歯周病のメンテナンスのために来院される患者さんが多いですね。歯茎の色や状態で事前にどれくらい効果があるのかを見極めることができますので、その人に合った治療をご案内いたします。歯周病の治療で重要なのが、なんといっても歯に汚れがない状態を保つことです。歯の表面だけのクリーニングでは不十分なので、ハンドスケーラーを用いて歯茎の隙間も掃除していきます。手の感覚で確かめながら丁寧にクリーニングしますのでご安心ください。また、当院では、歯間ブラシを繰り返し通すことによる歯茎の引き締めの促進や、糸切り歯の磨き残しや患者さんの歯ぎしりの有無に注目して、普段の掃除のアドバイスも行っています。
今後の展望をお聞かせください。
これまでやってきたことを着実に重ねながら続けていくことが大切だと思っています。当院の患者さんが新規の方をご紹介くださったり、かかりつけとしてなじみの方が継続して来られるケースも多いので、地域に密着し、一人ひとりに寄り添う歯科として定着させていきたいです。現在、私一人で受付も診療もすべて行っていますが、今後はスタッフも入れていくことも考えています。例えばセメントを練っている時や注射をしている時に電話がかかってきたりすると、どうすることもできない。
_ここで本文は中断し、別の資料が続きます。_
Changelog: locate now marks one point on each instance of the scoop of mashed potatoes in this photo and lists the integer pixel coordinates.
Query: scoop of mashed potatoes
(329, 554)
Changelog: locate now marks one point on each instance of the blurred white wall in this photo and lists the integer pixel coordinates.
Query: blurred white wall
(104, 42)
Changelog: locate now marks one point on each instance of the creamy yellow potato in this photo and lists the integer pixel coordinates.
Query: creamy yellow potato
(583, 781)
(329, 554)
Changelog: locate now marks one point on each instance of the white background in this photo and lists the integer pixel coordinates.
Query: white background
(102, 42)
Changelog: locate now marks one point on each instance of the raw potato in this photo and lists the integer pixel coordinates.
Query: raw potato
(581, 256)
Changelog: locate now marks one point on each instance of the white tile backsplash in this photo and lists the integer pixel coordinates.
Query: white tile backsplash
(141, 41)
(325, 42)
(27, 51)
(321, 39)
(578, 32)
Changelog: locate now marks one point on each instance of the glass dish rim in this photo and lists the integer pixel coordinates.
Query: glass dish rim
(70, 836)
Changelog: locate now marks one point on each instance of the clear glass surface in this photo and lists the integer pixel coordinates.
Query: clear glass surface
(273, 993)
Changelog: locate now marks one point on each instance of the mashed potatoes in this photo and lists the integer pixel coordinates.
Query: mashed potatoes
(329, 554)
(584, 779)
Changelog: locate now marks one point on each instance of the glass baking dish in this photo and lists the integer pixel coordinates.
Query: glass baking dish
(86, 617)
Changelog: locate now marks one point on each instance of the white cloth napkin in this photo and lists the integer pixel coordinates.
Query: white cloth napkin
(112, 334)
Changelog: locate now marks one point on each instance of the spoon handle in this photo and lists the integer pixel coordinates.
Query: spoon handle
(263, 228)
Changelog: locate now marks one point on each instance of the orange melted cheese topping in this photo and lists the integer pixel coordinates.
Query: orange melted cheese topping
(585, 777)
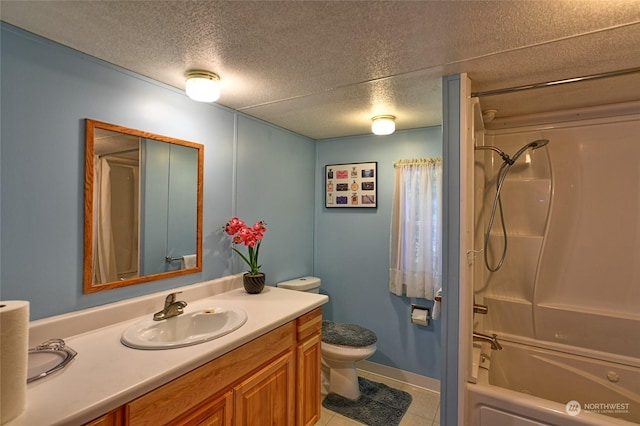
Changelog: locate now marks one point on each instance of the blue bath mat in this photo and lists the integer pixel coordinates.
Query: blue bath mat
(378, 405)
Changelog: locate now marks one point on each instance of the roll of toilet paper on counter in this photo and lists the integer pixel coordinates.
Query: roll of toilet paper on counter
(14, 352)
(420, 316)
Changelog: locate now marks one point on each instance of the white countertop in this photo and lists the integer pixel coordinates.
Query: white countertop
(106, 374)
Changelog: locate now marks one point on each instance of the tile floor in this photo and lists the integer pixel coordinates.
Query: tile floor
(423, 411)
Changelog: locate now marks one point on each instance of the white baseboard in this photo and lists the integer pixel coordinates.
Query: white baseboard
(400, 375)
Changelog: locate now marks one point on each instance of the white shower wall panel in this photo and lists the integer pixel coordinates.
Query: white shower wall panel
(587, 286)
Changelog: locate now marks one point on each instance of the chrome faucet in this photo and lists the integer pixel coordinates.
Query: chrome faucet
(172, 308)
(493, 340)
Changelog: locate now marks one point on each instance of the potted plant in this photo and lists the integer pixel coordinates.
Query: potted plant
(251, 237)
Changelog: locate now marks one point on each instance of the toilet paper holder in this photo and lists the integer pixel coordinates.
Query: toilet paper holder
(420, 315)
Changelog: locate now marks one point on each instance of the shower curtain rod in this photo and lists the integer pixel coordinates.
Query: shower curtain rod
(416, 161)
(555, 83)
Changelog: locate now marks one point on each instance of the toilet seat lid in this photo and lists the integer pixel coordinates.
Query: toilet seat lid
(347, 334)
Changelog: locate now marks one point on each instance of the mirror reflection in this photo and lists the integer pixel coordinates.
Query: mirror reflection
(143, 207)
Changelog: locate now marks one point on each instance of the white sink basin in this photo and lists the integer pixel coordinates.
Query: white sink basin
(200, 322)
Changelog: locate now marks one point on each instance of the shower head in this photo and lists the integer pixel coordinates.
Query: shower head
(500, 152)
(510, 160)
(533, 145)
(538, 144)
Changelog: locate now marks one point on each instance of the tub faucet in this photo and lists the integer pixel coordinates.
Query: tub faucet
(493, 340)
(172, 308)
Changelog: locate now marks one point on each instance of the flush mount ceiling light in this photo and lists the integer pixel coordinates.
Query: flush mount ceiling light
(202, 86)
(383, 124)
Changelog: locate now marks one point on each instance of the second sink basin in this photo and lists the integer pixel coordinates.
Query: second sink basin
(200, 322)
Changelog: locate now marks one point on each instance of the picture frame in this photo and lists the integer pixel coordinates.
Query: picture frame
(351, 185)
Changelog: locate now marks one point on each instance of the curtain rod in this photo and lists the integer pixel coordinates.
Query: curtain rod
(416, 161)
(555, 83)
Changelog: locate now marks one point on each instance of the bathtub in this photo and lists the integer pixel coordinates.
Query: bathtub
(528, 386)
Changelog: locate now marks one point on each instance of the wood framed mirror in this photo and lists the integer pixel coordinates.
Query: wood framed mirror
(142, 207)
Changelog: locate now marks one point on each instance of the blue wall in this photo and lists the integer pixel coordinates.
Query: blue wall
(47, 92)
(252, 169)
(352, 252)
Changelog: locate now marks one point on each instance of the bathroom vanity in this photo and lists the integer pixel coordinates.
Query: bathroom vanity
(267, 370)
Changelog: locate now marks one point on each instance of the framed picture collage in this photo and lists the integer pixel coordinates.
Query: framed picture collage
(351, 185)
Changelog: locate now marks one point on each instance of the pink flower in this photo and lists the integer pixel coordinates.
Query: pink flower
(250, 237)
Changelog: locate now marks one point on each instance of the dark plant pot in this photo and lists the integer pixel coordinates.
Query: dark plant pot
(253, 284)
さすがにヘッドセットをつけながら治療するのは患者さんに失礼ですし、精神を集中していないといけないのに、集中してないんじゃないかと思われてしまいますよね。診療にも差し障りがありますので、患者さんに迷惑をかけないように、スタッフの増員も考えていきたいです。
読者の皆さんにメッセージをお願いします。

歯の健康を維持するために一番大切なのは毎日の歯磨きです。歯磨きをいかに丁寧にするかによって、歯周病や虫歯も防いでいけるようになるのです。歯磨き粉よりも物理的な刺激を与えること、つまり歯ブラシをピンク色の歯茎のところにいかに当てるかということ。磨き方は、斜め45度に当てるバス法がお勧めです。もちろん、ローリング法もいいですが、その後にバス法をつけ加えることでしっかりケアをしていきます。また、針を突き刺されたように歯が痛む、冷たいものや熱いものがしみるといった自覚症状が出てきた場合、それは生体の防御反応であり、体からのSOSです。歯科に通院したほうがいいよと教えてくれているような状態なので、そういった場合はかかりつけの先生のところに行ってください。早期発見、早期治療をすることで小さい処置で済み、時間も節約できますので、日頃からご自身の歯の健康に目を向けていくことが大切です。